IBJ last week reported on Keystone’s plans for a $61 million dollar Intercontinental Hotel project at the historic Illinois Building at 17 W. Market St. and $80 million redevelopment of the former AT&T 220 Building at 220 N. Meridian Street into a mixed-use commercial, apartment and retail building.
The council’s Metropolitan and Economic Development Committee passed the proposal, allowing $16.7 million in “bond anticipation notes,” which work similarly to bonds but are anticipatory short-term securities issued under the assumption that the city issues actual bonds within five years. The city anticipates issuing about $17.5 million in developer-backed bonds to finance the project.
The projects, which are both located in the consolidated downtown tax-increment financing district, would use 80 percent of the tax revenue generated by the projects to pay off the bonds, which last for a period of 25 years.
If the project fails to generate enough tax revenue, the developer is on the hook.
“If there’s not enough increment to pay, it’s our responsibility for us to fill that gap,” said Chris Carriere, director of finance for Keystone Realty.
The projects would continue to bring in tax revenue to the city during the life of the bond. The Illinois Building currently generates about $420,000 per year in tax revenue, primarily because of the 2016 additions of Giordano’s and Hyde Park Prime Steak House to the ground floor.
The former AT&T building generates about $120,000 per year for the city in tax revenue.
When the improvements are finished, the city anticipates receiving an additional $341,000 in annual taxes from the buildings, even during the time that the developer is paying off the bonds.
Republican council member Colleen Fanning said she believed the project was a “perfect example” of the benefit of developer-backed bonds.
“This city has added many, many layers of risk mitigation,” Fanning said. “There’s really no risk to the taxpayer at all on this.
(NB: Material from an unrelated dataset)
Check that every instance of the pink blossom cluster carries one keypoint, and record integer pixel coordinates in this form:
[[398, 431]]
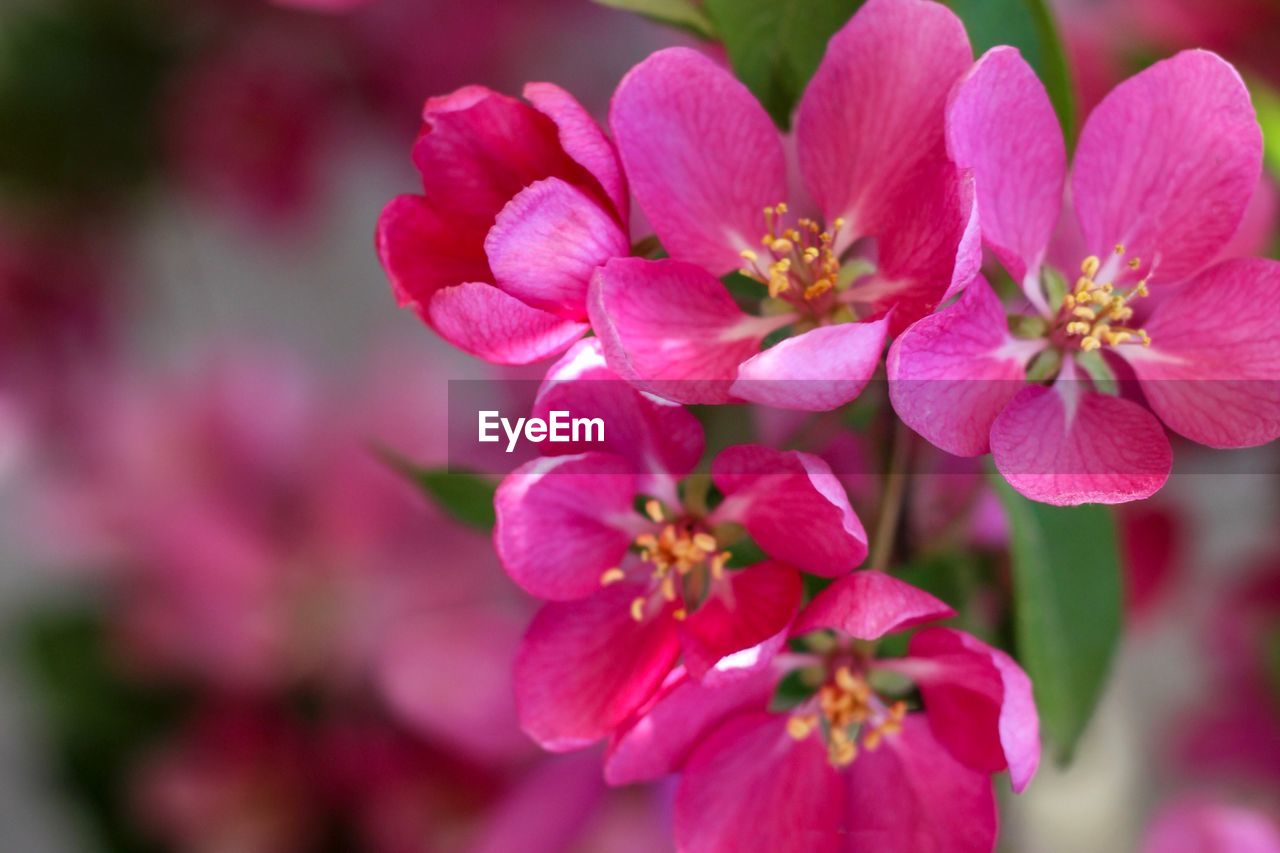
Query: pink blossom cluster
[[717, 617]]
I have every confidence in this.”
Council Vice President Zach Adamson raised questions about the project's use of the city’s “percent for public art” program, wherein 1 percent of the bond proceeds of the project is used to fund public art.
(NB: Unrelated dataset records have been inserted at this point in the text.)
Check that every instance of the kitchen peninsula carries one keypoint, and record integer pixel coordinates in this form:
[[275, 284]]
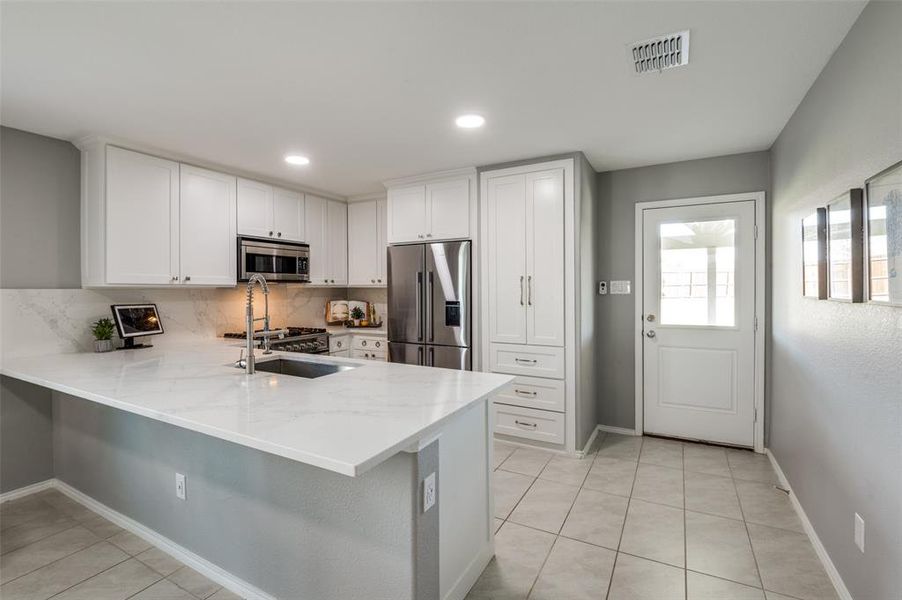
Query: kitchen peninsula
[[299, 488]]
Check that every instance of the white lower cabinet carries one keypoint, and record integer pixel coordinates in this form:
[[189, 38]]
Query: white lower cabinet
[[539, 425]]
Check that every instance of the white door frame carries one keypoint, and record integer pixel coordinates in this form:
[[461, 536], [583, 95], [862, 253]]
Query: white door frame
[[760, 295]]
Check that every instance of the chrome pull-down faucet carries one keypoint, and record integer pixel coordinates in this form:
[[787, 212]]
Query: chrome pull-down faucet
[[248, 362]]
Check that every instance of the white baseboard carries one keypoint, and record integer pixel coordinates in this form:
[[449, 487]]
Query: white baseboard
[[468, 578], [620, 430], [27, 490], [841, 590], [201, 565]]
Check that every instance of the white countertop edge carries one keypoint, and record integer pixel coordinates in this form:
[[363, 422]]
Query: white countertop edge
[[343, 468]]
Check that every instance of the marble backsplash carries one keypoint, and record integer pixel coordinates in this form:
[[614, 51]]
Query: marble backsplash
[[34, 321]]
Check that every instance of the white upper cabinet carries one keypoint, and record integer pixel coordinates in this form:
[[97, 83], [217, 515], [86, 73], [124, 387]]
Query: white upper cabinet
[[207, 246], [526, 258], [327, 235], [255, 206], [142, 215], [288, 215], [432, 209], [269, 212]]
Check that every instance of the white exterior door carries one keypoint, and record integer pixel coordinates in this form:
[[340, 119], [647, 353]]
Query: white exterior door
[[699, 321], [448, 209], [255, 209], [142, 218], [363, 243], [315, 219], [545, 258], [407, 214], [506, 278], [288, 215], [207, 249]]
Plans call for the public art paid for by that program to be installed at the actual project site, which Adamson said is against the spirit of the program, which aimed to place public art in low- and moderate-income areas.
Deputy Mayor Angela Smith-Jones said she was open to discussing that concern with the developers.
Democrat LaKeisha Jackson said she supported the project because she said the Intercontinental Hotel would “help give us some leverage” to land bigger conferences and sporting events.
“This would garner us more visibility and more ambiance of looking good as a city,” Jackson said. “We can work out the nuance of the complexities of the finances [and] if the city is not holding the bag, I think it would be a great deal.”
The bond-funding proposals still need to clear the Metropolitan Development Commission and the full City-County Council.